Proof: Consider (8) and let $\partial F({\mathbf x})/\partial x_i$ be the $i^{th}$ element of $\partial F({\mathbf x})/\partial {\mathbf x}$.

$$\begin{aligned} \frac{\partial F(\tilde{\mathbf x})}{\partial x_i} = \frac{\partial F({\mathbf x})}{\partial x_i} + \sum _{j=1}^n \frac{\partial ^2 F({\mathbf x})}{\partial x_j \partial x_i} (b_j x_j) + \frac{1}{2} \sum _{k=1}^n \sum _{j=1}^n \frac{\partial ^3 F({\mathbf x})}{\partial x_k \partial x_j \partial x_i} b_k b_j x_k x_j. \end{aligned}$$

(12)

Therefore,

$$\begin{aligned} E\left[ \left. \frac{\partial F(\tilde{\mathbf x})}{\partial x_i} \right| {\mathbf x} \right] = \frac{\partial F({\mathbf x})}{\partial x_i} + \frac{S_b}{2} \sum _{j=1}^n \frac{\partial ^3 F({\mathbf x})}{\partial x_j \partial x_j \partial x_i} x_j^2. \end{aligned}$$

(13)

On the other hand, by expanding $F(\tilde{\mathbf x})$ about ${\mathbf x}$, we get that

$$ F(\tilde{\mathbf x}) = F({\mathbf x}) + \sum _{i=1}^n \frac{\partial F({\mathbf x})}{\partial x_i} b_i x_i + \frac{1}{2} \sum _{j=1}^n \sum _{i=1}^n \frac{\partial ^2 F({\mathbf x})}{\partial x_j \partial x_i} b_j b_i x_j x_i $$

and hence

$$\begin{aligned} E[F(\tilde{\mathbf x})|{\mathbf x}] = F({\mathbf x}) + \frac{S_b}{2} \sum _{j=1}^n \frac{\partial ^2 F({\mathbf x})}{\partial x_j \partial x_j} x_j^2. \end{aligned}$$

(14)

Differentiate both side of (14) with respect to $x_i$, we get that

$$\begin{aligned} \frac{\partial }{\partial x_i} E[F(\tilde{\mathbf x})|{\mathbf x}] = \frac{\partial F({\mathbf x})}{\partial x_i} + \frac{S_b}{2} \sum _{j=1}^n \frac{\partial ^3 F({\mathbf x})}{\partial x_i \partial x_j \partial x_j} x_j^2 + S_b \frac{\partial ^2 F({\mathbf x})}{\partial x_i \partial x_i} x_i. \end{aligned}$$

(15)

As $F({\mathbf x})$ is smooth, $\partial ^3 F({\mathbf x})/\partial x_j \partial x_j \partial x_i = \partial ^3 F({\mathbf x})/\partial x_i \partial x_j \partial x_j$. Compare (13) and (15), we get that

$$ E\left[ \left. \frac{\partial F(\tilde{\mathbf x})}{\partial x_i} \right| {\mathbf x} \right] = \frac{\partial E[F(\tilde{\mathbf x})|{\mathbf x}]}{\partial x_i} - S_b \frac{\partial ^2 F({\mathbf x})}{\partial x_i \partial x_i} x_i. $$

Further by (8) and (9), we get that

$$\begin{aligned} V_{\otimes }({\mathbf x}) = E[F(\tilde{\mathbf x})|{\mathbf x}] - S_b \int {\mathbf x}\otimes \text{ diag }\left\{ {\mathbf H}({\mathbf x})\right\} \cdot d{\mathbf x} + \frac{\lambda }{2} \Vert x\Vert ^2_2. \end{aligned}$$

(16)

Putting (10) in (16) and rearranging the terms, we can get the energy function as given in (11) and the proof is completed. Q.E.D.

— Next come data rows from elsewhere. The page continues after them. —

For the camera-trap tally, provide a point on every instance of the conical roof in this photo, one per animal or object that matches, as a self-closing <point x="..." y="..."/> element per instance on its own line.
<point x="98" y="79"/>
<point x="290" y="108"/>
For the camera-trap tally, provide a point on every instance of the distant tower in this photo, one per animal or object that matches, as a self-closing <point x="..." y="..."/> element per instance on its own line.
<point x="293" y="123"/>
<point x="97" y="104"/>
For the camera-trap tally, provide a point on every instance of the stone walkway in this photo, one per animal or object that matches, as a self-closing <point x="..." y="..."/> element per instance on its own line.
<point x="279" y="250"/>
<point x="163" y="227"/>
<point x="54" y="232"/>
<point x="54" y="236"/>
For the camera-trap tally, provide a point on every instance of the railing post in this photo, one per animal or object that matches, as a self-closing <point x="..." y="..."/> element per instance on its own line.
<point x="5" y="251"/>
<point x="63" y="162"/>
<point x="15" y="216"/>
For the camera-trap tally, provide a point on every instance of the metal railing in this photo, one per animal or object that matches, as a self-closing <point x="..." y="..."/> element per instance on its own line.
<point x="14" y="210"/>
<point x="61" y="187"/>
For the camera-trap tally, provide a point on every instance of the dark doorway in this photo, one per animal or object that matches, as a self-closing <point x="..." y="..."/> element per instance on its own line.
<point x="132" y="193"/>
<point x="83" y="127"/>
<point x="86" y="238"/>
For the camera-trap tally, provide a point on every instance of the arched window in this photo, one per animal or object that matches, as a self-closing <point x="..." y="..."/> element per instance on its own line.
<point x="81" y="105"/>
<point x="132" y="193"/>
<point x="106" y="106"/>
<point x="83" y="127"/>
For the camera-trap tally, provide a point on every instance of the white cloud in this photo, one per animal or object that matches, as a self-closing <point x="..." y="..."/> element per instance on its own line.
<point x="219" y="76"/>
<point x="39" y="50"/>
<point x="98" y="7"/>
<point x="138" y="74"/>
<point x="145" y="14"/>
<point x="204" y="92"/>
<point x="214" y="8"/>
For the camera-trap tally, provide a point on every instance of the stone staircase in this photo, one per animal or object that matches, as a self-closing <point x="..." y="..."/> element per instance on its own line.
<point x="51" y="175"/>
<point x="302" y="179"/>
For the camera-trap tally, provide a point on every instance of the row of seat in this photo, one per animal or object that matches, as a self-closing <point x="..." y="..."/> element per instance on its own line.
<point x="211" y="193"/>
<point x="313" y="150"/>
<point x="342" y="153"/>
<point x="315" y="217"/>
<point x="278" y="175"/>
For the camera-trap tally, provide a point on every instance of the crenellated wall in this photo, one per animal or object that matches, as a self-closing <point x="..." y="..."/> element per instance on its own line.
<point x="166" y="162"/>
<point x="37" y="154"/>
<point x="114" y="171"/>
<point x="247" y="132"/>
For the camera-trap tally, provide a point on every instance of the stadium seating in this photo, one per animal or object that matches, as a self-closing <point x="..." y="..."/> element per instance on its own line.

Similarly, the energy function of the gradient system with additive noise is stated in the following theorem.

Theorem 2

For a gradient system defined as (1) and ${\mathbf x}(t)$ is corrupted by additive noise as stated in (3),

$$\begin{aligned} V_{\oplus }({\mathbf x}) = F({\mathbf x}) + \frac{\lambda }{2} \Vert {\mathbf x} \Vert ^2_2 + \frac{S_b}{2} \sum _{j=1}^n \frac{\partial ^2 F({\mathbf x})}{\partial x_j \partial x_j}. \end{aligned}$$

(17)

Proof: For additive noise, the noisy $\tilde{\mathbf x}$ in (4) is given by $\tilde{\mathbf x} = {\mathbf x} + {\mathbf b}$. Similarly, we consider (8) and let $\partial F({\mathbf x})/\partial x_i$ be the $i^{th}$ element of $\partial F({\mathbf x})/\partial {\mathbf x}$.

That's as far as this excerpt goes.